Gone Baby Gone
Movie •••• Picture •••• Sound •••½ Extras •••
Based on the book by Dennis Lehane (whose imagination and Boston roots also shaped Mystic River), Ben Affleck's directorial debut feels as authentic as it is morally challenging and affecting. Anchoring a fine cast that includes Ed Harris, Morgan Freeman, and the Oscar-nominated Amy Ryan, Ben's brother Casey sheds his character-actor reputation and emerges as a thoughtful leading man.
As noted in the commentary and in both of the featurettes here, Ben went to great lengths to get working-class Boston right. The film's opening montage, featuring real-life locals hanging out in their neighborhood, is beautifully done - and it demonstrates the successful marriage of fine cinematography and an exacting Blu-ray Disc transfer. As the focus moves from an American flag in the background to a man smoking on a porch in the foreground, you can see the layers of image detail in the flag, the smoke, and the man's face. In a frame that encompasses both a shingled wall and some dirty gray paint peeling off a fencepost, every crack and shade is visible, with no digital distortion or moiré patterns.
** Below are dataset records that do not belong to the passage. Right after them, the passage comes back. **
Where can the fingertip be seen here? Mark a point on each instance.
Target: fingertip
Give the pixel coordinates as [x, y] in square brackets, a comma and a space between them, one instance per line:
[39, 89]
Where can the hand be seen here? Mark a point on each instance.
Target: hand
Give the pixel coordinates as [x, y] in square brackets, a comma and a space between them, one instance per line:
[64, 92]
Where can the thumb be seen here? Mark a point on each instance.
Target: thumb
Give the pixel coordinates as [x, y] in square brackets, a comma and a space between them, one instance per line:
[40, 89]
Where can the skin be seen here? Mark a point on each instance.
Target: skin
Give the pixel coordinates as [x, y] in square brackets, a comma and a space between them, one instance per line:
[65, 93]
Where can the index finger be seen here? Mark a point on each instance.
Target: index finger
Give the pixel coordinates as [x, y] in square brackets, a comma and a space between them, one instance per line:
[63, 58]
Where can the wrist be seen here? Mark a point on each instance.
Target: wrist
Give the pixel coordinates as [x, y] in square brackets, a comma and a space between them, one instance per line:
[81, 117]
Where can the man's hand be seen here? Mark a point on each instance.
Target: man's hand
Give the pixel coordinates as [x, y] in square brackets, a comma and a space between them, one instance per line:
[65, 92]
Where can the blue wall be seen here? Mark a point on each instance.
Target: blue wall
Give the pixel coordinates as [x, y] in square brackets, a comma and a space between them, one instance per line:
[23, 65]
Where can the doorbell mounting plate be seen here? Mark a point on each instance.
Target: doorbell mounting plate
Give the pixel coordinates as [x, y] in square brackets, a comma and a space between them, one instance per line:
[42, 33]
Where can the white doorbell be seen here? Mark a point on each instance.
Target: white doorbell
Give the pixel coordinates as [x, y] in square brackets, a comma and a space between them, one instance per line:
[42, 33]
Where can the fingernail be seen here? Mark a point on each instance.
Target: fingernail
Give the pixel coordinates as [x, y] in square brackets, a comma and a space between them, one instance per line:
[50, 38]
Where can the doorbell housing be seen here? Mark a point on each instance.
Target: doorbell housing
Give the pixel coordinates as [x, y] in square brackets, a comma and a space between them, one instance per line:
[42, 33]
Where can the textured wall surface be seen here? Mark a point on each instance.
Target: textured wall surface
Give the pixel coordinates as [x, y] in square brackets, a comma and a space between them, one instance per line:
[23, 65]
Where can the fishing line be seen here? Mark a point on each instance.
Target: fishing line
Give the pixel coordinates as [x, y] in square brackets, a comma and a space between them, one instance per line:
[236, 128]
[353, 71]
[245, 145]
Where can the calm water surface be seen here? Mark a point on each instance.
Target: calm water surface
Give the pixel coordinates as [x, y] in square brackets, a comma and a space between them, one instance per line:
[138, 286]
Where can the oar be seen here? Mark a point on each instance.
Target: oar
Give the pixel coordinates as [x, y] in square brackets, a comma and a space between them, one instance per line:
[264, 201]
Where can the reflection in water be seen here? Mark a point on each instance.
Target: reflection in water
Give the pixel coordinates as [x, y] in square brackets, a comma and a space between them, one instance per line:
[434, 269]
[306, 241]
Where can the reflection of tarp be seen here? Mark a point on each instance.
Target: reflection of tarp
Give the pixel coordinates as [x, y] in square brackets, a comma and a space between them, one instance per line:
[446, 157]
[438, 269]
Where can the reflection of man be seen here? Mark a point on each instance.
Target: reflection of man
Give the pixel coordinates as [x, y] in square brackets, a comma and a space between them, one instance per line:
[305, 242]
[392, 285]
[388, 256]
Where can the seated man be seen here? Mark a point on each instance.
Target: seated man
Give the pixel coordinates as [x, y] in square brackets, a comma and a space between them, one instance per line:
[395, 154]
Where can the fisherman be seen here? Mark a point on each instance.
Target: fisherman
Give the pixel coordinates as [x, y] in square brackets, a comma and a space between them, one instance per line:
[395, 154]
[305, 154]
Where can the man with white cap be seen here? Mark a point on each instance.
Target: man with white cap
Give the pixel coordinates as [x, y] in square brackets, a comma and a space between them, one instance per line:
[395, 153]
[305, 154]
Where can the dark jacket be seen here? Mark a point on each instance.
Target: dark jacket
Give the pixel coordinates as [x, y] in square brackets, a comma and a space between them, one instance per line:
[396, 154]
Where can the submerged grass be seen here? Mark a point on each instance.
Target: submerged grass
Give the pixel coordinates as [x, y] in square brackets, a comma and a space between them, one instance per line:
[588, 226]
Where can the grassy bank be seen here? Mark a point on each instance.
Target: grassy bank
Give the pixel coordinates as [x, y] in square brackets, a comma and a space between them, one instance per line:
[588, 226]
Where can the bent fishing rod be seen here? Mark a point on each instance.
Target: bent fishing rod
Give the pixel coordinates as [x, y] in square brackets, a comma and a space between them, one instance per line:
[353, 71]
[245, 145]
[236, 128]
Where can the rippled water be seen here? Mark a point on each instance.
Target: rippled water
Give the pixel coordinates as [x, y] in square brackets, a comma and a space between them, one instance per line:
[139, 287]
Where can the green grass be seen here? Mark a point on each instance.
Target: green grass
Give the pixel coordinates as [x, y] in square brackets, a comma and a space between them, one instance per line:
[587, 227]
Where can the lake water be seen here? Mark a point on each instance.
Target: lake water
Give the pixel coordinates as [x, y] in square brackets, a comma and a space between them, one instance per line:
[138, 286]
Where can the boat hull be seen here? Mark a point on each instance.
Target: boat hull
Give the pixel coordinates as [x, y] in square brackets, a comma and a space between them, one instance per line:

Much of this movie is bathed in shadows - the right artistic choice, given the subject matter of missing children and deep secrets. There's fine detail in the darkness, as well as plenty of separation between black and gray tones. And colors are always realistic, not oversaturated or juiced up.
The uncompressed PCM 5.1-channel soundtrack is alive with lots of dynamics. Casey is something of a low talker, but all of the dialogue (including some tough Boston accents) is crisp, intelligible, and anchored to the onscreen action, where it belongs. Most of the surround sound takes the form of punctuation, rather than sonic sizzle. There's plenty of movement from side to side, just not a whole lot happening in the rear, other than some cues and the occasional effect. This isn't a bad thing, mind you, but worth mentioning for those who love full-on surround-channel action. Perhaps Ben and his sound designer didn't want to detract from what is clearly a story-driven film.
Other than the two short making-of featurettes and the engaging commentary by Ben and co-screenwriter Aaron Stockard, you get five deleted scenes and an extended ending - all of them (as is usually the case) best left out of the finished production. There are no Blu-ray-specific extras.